Successful P1 treated MG1655 cells were transformed with pCP20. Transformants were picked and used to inoculate 8 ml of Mu broth containing no antibiotic. Culture was grown overnight at 45°C in a shaking water bath FLP recombinase expression and plasmid curation. Cells were then streaked onto Mu Broth agar plates to produce single colonies and grown at 37°C overnight. Colonies were re-streaked 3 times before replica plating onto Mu Broth agar plates containing 50 µg/ml ampicillin, 30 µg/ml kanamycin and then no antibiotic to confirm loss of the pCP20 plasmid. Isolates which only grew on the no antibiotic agar plates were grown overnight for glycerol stock production and streaked a further time for colony PCR diagnostic confirmation.

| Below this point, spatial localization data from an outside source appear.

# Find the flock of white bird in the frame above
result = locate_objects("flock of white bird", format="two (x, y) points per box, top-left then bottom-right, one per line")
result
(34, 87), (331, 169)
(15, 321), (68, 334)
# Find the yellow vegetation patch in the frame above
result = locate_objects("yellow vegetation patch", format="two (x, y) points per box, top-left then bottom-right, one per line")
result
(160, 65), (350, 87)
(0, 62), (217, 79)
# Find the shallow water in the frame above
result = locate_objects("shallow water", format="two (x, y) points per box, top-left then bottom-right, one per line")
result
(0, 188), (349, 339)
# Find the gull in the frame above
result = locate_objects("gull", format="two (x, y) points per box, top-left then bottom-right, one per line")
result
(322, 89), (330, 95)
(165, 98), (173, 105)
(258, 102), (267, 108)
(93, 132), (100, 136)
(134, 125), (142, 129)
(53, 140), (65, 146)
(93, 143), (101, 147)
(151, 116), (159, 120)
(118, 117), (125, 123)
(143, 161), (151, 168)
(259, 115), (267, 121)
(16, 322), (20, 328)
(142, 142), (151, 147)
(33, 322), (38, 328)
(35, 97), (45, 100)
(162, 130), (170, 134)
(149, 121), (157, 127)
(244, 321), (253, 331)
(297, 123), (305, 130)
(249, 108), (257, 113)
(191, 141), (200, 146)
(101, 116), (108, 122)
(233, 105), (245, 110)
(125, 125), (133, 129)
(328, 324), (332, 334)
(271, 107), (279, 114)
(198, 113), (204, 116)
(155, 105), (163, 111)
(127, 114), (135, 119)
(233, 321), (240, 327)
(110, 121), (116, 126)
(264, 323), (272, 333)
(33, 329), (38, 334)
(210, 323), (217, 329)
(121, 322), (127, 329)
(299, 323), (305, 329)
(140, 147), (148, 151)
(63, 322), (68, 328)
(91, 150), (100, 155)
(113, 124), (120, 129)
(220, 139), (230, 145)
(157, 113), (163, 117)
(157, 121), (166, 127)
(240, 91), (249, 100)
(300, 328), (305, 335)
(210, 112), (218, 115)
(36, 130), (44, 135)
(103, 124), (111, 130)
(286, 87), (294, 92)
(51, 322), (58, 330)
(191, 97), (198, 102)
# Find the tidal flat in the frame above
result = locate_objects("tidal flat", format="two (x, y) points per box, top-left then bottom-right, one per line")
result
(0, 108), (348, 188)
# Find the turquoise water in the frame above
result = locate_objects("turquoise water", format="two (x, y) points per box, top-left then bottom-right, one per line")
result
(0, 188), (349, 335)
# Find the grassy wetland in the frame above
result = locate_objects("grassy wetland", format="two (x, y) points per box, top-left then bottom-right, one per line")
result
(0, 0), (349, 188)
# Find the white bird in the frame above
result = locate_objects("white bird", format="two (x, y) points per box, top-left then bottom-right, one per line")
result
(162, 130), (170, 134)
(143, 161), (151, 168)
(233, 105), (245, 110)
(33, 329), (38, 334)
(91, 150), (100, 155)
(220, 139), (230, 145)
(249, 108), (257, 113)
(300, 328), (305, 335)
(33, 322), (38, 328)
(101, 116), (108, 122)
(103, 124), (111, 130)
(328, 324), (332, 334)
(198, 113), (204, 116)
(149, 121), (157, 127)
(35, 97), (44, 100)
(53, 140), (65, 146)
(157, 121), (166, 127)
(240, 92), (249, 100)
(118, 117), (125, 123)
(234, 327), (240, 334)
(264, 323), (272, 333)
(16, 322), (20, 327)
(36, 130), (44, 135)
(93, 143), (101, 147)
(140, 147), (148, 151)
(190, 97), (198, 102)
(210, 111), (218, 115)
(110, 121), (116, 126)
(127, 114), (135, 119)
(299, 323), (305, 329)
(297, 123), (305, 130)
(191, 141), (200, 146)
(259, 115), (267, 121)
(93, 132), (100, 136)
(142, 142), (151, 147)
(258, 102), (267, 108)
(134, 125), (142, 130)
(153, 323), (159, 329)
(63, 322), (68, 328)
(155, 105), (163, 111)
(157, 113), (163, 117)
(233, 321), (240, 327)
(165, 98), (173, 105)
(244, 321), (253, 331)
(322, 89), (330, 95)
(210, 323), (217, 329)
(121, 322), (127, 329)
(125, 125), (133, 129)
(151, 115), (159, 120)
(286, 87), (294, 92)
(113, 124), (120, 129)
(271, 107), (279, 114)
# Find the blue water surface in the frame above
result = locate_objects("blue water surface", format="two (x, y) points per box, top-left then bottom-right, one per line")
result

E. coli viability spot assays

Cell viabilities were measured from liquid cultures grown to OD600 0.3-0.4 in a shaking water bath at 37°C monitored in the growth tubes by using a Spectronic 20+. Cells were then treated by addition to the growth media of hydrogen peroxide (H2O2) or AZT at concentrations stated in the results. Cells were grown for a further 30 minutes and then serially diluted into 1x M9 medium to arrest growth for spotting (10 ul) on to agar plates grown overnight in a 37°C incubator. For comparing growth curves cells were grown to OD600 0.3-0.4 and then transferred into a 24-well flat-bottomed plate and H2O2 was added to appropriate wells to the given concentration from a 0.98 M stock. Growth in the plates was monitored with orbital shaking in a FLUOstar microplate reader (BMG Labtech). OD600 readings were taken every 30 minutes in this time, and data was extracted and analyzed using Prism (GraphPad) software.